This is incredible! The performance gains are massive.

1 Like

@odow
Can you explain a little bit the logic?

1 Like

Computing the `cache` is expensive, because `A` has 1,000,000,000 rows.

Without the cache, you need to compute it twice for each `x` (in `f` and `𝝯f`), …and… `J` times for each of the constraints.

So we’re actually computing `sum(A[s, k] * x[k] for k in 1:J)` once for every J, once for every `2`, and twice for `f` and `𝝯f`, which is `J * (2^J) * 2`.

For the cost of storing the `cache` vector, we can simplify things down by `2J`, and then instead of looping over `s`, we can do a single matrix multiply, which might be faster.

Have you tried solving this problem, e.g., with GAMS? I’d be interested to know how JuMP compares.

I did not really follow this!

No I haven’t! But I can try! Is it open software?

I did not really follow this!

So the question is: how many times do we compute `sum(A[s, k] * x[k] for k in 1:J)`.

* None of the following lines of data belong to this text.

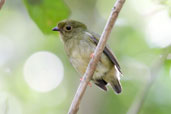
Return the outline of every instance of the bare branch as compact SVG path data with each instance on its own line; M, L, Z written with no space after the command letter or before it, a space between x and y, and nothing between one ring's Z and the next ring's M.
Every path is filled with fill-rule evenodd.
M163 66L164 61L167 59L167 56L171 52L171 46L168 46L163 51L164 52L163 52L160 60L158 60L151 68L150 80L146 83L143 90L140 91L140 93L137 95L132 106L129 108L127 114L138 114L141 111L143 104L145 102L145 99L150 91L150 88L158 77L158 72L160 71L161 67Z
M5 0L0 0L0 9L2 8L4 3L5 3Z
M91 78L93 76L94 70L96 69L97 63L98 63L100 56L105 48L108 37L111 33L111 30L116 22L116 19L118 17L118 14L119 14L124 2L125 2L125 0L117 0L114 7L112 8L111 14L108 18L106 26L103 30L101 37L100 37L100 41L95 49L94 56L88 64L86 72L83 76L83 80L81 81L81 83L77 89L77 92L72 101L72 104L70 106L68 114L76 114L77 113L81 99L85 93L85 90L87 88L89 81L91 80Z

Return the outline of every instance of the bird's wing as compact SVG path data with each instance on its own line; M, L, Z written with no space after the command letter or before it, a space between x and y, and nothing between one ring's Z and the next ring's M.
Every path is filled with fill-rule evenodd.
M99 38L100 38L100 36L98 34L89 33L89 32L86 32L86 34L89 35L90 40L92 40L96 45L98 44ZM108 47L105 47L103 50L103 53L109 58L109 60L117 67L119 72L122 74L120 65L119 65L116 57L112 53L112 51L110 51L110 49Z

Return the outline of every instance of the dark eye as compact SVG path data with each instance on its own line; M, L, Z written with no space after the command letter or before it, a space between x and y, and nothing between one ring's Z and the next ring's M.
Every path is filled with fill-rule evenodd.
M66 26L65 29L66 29L67 31L70 31L70 30L72 29L72 27L71 27L71 26Z

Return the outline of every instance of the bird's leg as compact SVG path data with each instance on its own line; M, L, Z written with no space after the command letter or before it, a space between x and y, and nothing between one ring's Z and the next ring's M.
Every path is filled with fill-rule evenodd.
M91 53L91 54L90 54L90 58L93 58L93 57L94 57L94 53Z
M80 78L80 81L83 81L83 77ZM89 82L88 85L92 87L92 84Z

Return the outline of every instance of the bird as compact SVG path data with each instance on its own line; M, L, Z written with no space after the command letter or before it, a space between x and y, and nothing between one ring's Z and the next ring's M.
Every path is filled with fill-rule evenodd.
M69 61L76 71L83 75L94 54L100 35L89 31L84 23L72 19L60 21L52 30L59 32ZM121 75L116 57L106 46L91 81L104 91L107 91L106 86L110 85L115 93L119 94L122 91Z

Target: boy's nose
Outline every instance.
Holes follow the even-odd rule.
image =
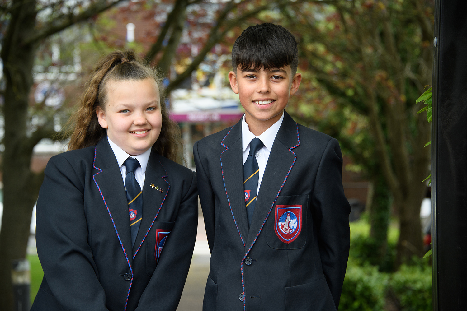
[[[264,94],[269,93],[269,79],[261,79],[258,84],[258,89],[256,91],[258,93]]]

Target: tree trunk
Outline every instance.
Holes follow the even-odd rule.
[[[0,266],[5,273],[0,274],[0,305],[6,311],[14,310],[12,261],[26,256],[33,207],[42,176],[29,169],[34,145],[30,145],[26,136],[36,46],[21,43],[22,39],[34,31],[35,1],[14,2],[14,6],[18,7],[12,13],[1,51],[7,87],[3,109],[5,149],[2,159],[3,215],[0,232]]]
[[[388,245],[388,228],[391,214],[390,192],[382,174],[373,182],[374,194],[370,209],[370,238],[375,252],[374,264],[383,264]]]

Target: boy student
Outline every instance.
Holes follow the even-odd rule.
[[[248,27],[232,49],[245,113],[193,146],[211,252],[205,311],[337,310],[350,207],[337,141],[284,110],[298,89],[297,42],[283,27]]]

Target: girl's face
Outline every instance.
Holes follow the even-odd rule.
[[[151,148],[157,140],[162,115],[157,84],[153,79],[107,83],[105,110],[96,111],[110,140],[130,155]]]

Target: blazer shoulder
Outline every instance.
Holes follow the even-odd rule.
[[[177,178],[184,180],[191,180],[193,178],[194,172],[188,167],[159,154],[157,158],[169,176],[175,174]]]
[[[329,143],[329,141],[334,138],[327,134],[307,127],[300,124],[298,125],[298,135],[300,145],[312,145],[314,148],[318,146],[325,148]],[[337,142],[337,140],[335,140]]]
[[[89,166],[92,165],[94,161],[94,150],[95,146],[92,146],[81,149],[71,150],[61,153],[59,153],[52,157],[49,160],[47,164],[54,165],[56,166],[61,166],[61,164],[66,160],[72,166]]]
[[[196,144],[198,145],[198,149],[203,150],[207,148],[208,150],[212,150],[213,148],[222,147],[221,142],[232,127],[233,126],[230,126],[217,133],[211,134],[196,142]]]

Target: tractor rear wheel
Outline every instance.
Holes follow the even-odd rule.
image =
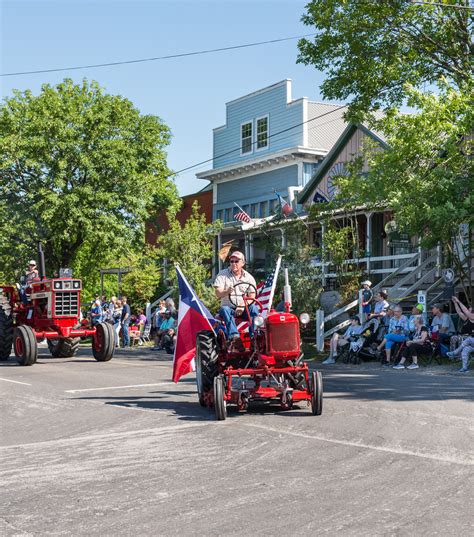
[[[48,349],[53,358],[71,358],[79,348],[80,337],[48,339]]]
[[[227,403],[224,398],[225,386],[224,379],[221,376],[214,378],[214,406],[216,409],[216,418],[221,421],[227,418]]]
[[[99,323],[95,330],[95,336],[92,338],[92,354],[98,362],[108,362],[115,350],[114,327],[109,323]]]
[[[216,376],[216,338],[210,330],[203,330],[196,338],[196,386],[201,406],[206,406],[204,394],[212,390]]]
[[[313,371],[311,375],[311,411],[313,416],[323,412],[323,377],[319,371]]]
[[[38,358],[38,344],[33,329],[27,325],[17,326],[13,335],[16,360],[20,365],[33,365]]]
[[[13,343],[13,315],[10,302],[0,295],[0,361],[8,360]]]

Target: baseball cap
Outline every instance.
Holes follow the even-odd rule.
[[[245,256],[242,252],[239,252],[236,250],[235,252],[232,252],[229,256],[229,259],[232,259],[233,257],[236,257],[237,259],[240,259],[241,261],[245,261]]]

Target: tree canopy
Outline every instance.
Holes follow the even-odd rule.
[[[81,274],[143,245],[144,222],[178,203],[168,127],[97,82],[65,79],[0,106],[0,266],[14,277],[41,240],[49,272]]]
[[[326,73],[321,92],[349,99],[350,113],[400,106],[407,87],[447,80],[472,85],[474,12],[467,0],[312,0],[303,22],[316,30],[299,42],[298,61]],[[472,87],[472,86],[471,86]]]

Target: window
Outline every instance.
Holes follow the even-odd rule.
[[[252,122],[242,123],[240,126],[240,151],[244,155],[252,152]]]
[[[268,147],[268,116],[257,118],[257,150]]]

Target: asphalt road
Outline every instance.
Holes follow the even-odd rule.
[[[474,376],[334,366],[216,422],[151,350],[0,363],[0,535],[473,535]]]

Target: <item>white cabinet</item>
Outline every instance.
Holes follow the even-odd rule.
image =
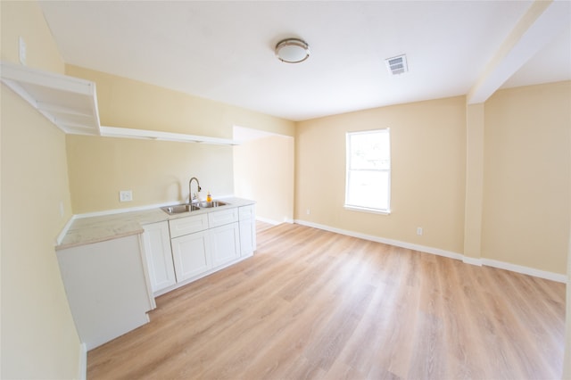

• It appears once in `f` (for every `s`)
• It appears once in `𝝯f` (for every `s`)
• `op_f` appears in `J` constraints

So if PATH gives us a new vector `x` with a candidate solution, we end up evaluating the `sum(A[s, k] * x[k] for k in 1:J)` expression `2 * J` times (let’s ignore the `s` for now).

By using the `cache`, we need only to evaluate it once. So if this summation is a bottleneck in the code, then changing to the cache is 40x faster (when J = 20).

The sum is slow to compute, because we actually need to do it `2^J` times (once for each `s`. We could loop over `s` and store the values in a vector, or we could observe that we’re really computing the matrix-vector multiply `A * x`.

Is it open software?

No, you need a license. It is the software most commonly used for complementarity problems: https://www.gams.com.

1 Like